川崎市の環境技術

多摩川と人々の暮らし

川崎は、かつて、多摩川によってもたらされた肥沃な土地での米や果樹などの農産物の生産が盛んでした。明治後半(1900年代初頭)以降、首都東京に隣接し水の豊富な好条件であることから多摩川に面し工場が進出、さらには急激な都市化に伴い水質汚濁が進みましたが、工場排水対策や下水道の普及などにより、近年かなりの改善がみられています。

多摩川と農業

1941年に完成した二ケ領用水久地円筒分水

ニケ領用水は徳川家康が1597 年に小泉次太夫に命じ、用水開発を行わせたもので多摩川右岸の川崎領と稲毛領に跨って敷設され、これにより地域の米の石高が飛躍的に伸びました。取水堰は、上河原と宿河原にあり久地で合流し、当時は分量樋で分流されました。
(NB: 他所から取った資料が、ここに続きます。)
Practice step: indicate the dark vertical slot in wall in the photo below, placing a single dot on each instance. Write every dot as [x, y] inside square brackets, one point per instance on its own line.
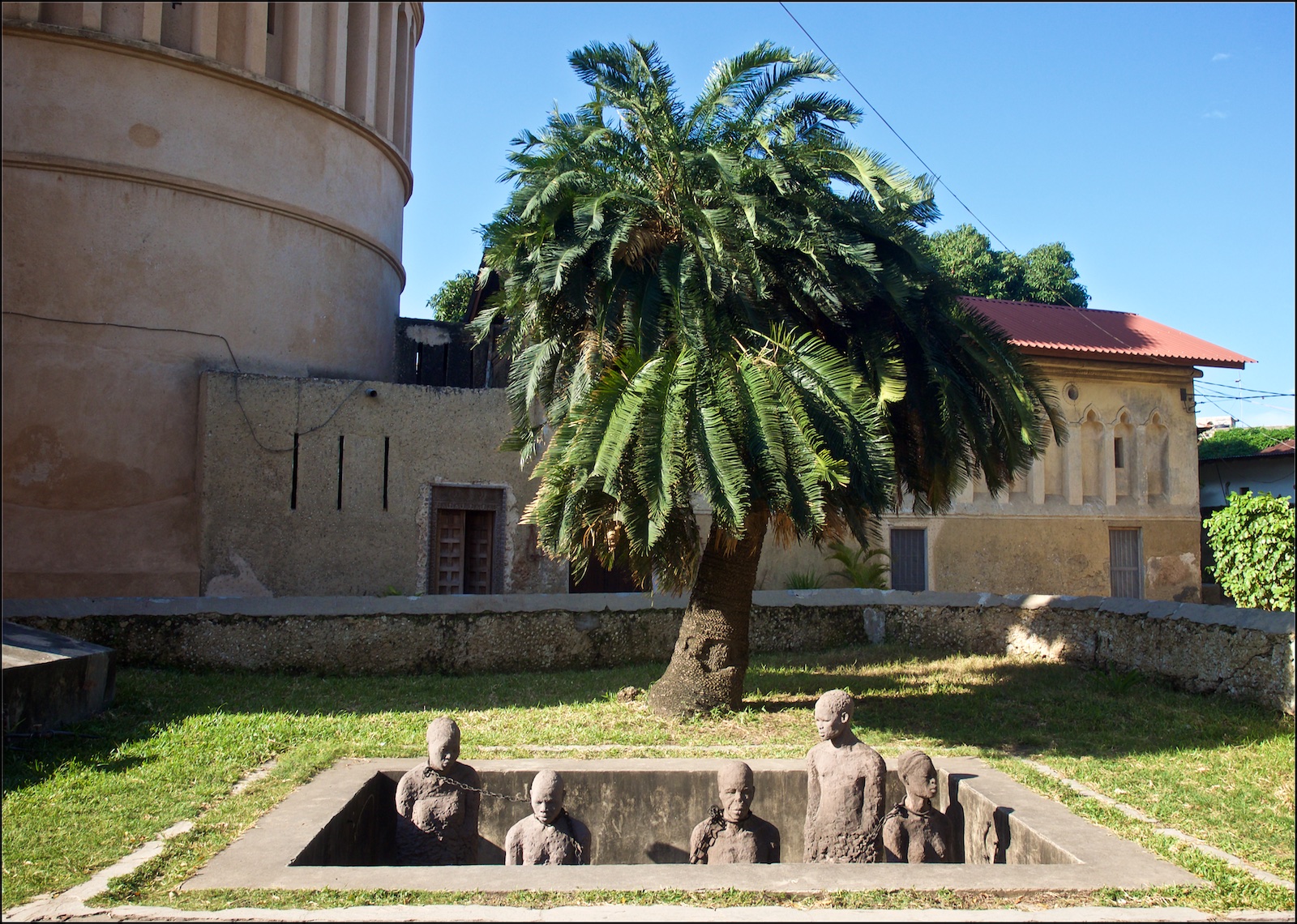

今も残る河港水門には多摩川の流域で栽培された川崎を代表するナシ、ブドウなどの果物が刻まれています。(川崎区提供)

多摩川の姿と人々

あみがさ事件(1914 年9 月)横浜貿易新報

度重なる多摩川の洪水に対し、農民が築提を求めて、深夜編み笠姿で県庁を目指しました。

市の取組

市は法条例による規制とあわせ、良好な水環境をめざして定めた川崎市水環境保全計画の推進、下水道普及の促進などに取組み、今では水質汚濁の改善がみられています。